We did find the restaurant, and the food was quite good, though I hesitate to add that it didn't seem any better than most of the other meals that we've had here. They were all quite good, though I think I'll have to spend some time soon in a kebab-free zone. On some menus, that's all they had.
We also found a classic old bookshop, the kind that used to be in every big city, the kind that said out loud, “Yes, we are a major metropolis.” It carried a strong scent of tobacco, though nobody in the place was smoking. The books were in Turkish on the first floor, but downstairs there were a ton of English language books, from Shakespeare to the latest trashy novel, they all seemed to be there. I found one that I couldn't resist. It's called: “I Paid Hitler,” and it's the story of a major German industrialist who bankrolled the Nazis and Hitler in the 1920s and 1930s but who broke with him when he invaded Poland, and who left Germany – and all his possessions, it seems – and went to Switzerland and then to France, where, I think, the Germans finally caught up with him and pitched him into a concentration camp with the usual results expected. The book was written before America got into the war, so it is interesting to read a contemporary account of what Hitler and the Nazis were like, from an insider.
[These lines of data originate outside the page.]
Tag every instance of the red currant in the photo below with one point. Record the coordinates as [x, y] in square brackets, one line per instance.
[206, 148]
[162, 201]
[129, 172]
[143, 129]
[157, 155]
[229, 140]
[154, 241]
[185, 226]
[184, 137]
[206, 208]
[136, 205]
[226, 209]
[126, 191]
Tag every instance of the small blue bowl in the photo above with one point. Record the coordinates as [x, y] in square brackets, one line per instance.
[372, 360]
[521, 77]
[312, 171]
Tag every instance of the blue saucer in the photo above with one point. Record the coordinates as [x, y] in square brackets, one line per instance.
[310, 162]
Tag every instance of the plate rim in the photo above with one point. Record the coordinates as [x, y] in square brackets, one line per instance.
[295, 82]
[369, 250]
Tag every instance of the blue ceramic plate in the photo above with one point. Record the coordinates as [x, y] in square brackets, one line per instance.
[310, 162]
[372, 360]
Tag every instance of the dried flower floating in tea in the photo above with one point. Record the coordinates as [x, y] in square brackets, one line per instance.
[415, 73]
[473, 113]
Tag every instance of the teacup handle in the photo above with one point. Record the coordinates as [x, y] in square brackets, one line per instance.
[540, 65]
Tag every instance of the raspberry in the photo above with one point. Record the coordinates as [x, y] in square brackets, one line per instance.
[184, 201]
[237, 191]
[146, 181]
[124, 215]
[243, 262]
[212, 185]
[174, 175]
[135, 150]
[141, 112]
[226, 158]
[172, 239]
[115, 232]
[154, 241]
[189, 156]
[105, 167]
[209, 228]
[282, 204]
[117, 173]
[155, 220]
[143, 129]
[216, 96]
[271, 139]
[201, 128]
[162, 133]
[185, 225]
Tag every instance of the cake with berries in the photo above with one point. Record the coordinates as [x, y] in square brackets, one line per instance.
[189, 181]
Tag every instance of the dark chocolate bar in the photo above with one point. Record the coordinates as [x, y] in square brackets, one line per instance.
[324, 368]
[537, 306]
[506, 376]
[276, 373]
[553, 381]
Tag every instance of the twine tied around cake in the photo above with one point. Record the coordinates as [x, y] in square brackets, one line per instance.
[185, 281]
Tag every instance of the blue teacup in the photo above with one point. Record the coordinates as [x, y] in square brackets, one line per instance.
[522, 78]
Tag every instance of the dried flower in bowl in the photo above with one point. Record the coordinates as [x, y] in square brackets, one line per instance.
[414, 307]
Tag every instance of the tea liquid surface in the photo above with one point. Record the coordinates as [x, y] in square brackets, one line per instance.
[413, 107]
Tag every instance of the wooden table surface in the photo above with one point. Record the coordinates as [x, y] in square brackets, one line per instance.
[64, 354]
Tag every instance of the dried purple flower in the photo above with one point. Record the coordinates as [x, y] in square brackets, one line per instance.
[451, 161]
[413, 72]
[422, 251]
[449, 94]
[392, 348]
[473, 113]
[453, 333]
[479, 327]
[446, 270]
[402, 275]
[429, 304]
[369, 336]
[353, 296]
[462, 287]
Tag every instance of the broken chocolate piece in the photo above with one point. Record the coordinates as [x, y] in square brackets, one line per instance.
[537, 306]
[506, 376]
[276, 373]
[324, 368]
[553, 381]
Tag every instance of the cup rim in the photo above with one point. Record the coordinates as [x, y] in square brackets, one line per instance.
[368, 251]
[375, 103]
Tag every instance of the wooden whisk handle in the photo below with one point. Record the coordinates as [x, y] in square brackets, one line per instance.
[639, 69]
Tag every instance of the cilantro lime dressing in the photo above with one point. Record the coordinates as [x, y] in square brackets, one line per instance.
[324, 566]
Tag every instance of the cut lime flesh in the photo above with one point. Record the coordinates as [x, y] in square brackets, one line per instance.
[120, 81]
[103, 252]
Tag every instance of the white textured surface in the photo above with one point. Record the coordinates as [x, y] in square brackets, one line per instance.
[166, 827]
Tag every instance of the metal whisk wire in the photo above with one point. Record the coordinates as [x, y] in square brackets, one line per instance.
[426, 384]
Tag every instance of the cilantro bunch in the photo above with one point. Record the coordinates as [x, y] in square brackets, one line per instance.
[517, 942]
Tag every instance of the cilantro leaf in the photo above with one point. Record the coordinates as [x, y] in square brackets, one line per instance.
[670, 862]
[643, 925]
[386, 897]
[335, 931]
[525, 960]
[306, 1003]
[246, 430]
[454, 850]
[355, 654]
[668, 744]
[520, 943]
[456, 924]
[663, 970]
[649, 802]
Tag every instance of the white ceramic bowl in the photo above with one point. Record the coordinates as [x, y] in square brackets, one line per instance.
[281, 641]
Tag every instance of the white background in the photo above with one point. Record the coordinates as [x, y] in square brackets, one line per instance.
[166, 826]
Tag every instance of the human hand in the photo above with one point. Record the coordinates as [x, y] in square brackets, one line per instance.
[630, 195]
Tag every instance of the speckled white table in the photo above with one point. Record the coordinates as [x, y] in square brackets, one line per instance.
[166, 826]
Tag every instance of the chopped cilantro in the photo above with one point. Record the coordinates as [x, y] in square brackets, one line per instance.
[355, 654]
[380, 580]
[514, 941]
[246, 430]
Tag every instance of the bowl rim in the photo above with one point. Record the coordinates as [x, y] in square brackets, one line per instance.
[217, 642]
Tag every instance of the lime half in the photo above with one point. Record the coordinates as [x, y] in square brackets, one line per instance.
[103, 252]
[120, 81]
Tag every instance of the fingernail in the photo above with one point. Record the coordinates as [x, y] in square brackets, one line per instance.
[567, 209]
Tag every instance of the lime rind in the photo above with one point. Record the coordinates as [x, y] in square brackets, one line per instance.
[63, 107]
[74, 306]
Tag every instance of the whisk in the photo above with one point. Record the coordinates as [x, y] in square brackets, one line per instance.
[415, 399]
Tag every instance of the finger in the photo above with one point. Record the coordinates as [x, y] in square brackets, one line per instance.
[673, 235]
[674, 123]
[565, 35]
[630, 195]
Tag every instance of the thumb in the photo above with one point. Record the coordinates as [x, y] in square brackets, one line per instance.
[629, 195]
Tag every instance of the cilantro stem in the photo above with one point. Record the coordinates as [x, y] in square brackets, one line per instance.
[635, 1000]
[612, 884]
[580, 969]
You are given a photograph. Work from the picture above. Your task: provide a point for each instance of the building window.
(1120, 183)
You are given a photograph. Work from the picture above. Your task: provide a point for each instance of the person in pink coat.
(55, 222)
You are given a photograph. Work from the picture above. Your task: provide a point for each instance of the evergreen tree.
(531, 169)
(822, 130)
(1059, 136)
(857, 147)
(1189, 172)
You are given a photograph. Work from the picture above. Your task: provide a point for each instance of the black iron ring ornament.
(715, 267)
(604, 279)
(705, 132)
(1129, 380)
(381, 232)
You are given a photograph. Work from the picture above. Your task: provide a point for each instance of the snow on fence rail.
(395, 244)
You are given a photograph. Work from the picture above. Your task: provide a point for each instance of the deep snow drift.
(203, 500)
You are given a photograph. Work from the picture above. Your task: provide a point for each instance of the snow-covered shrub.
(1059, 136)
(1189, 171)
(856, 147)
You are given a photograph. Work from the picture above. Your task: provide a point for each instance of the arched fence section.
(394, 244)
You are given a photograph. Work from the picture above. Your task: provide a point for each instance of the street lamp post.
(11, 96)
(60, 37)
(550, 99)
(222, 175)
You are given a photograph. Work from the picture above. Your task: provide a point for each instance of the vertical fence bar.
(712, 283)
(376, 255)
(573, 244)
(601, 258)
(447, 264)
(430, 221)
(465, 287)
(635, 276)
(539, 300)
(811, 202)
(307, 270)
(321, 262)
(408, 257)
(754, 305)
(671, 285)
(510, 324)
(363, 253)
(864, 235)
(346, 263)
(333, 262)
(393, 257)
Standing outside the bookstore, I chanced a look across the street and saw a pleasant sight. It was a small shop with a picture of a couple of horses racing to the finish line.
“Ah, a betting shop,” I said as I walked over. Inside were all the familiar sights. An electronic odds board, racing papers pinned to the bulletin boards on the walls and denizens of my world – though a world away – trying to figure out which horse was going to win the next race. I looked around the room and a thought came to me: I can take these guys. Even though I'm 7,000 miles from home, and I can't read the Turkish racing paper, and I've never set foot on a Turkish racetrack, I was confident that if I stayed there, I could walk out a winner. But, alas, I didn't get to prove out that confidence. The first race was more than an hour later, and we had to keep moving.
Another good day in the area of the Golden Horn. One more and then we head back to the UAE.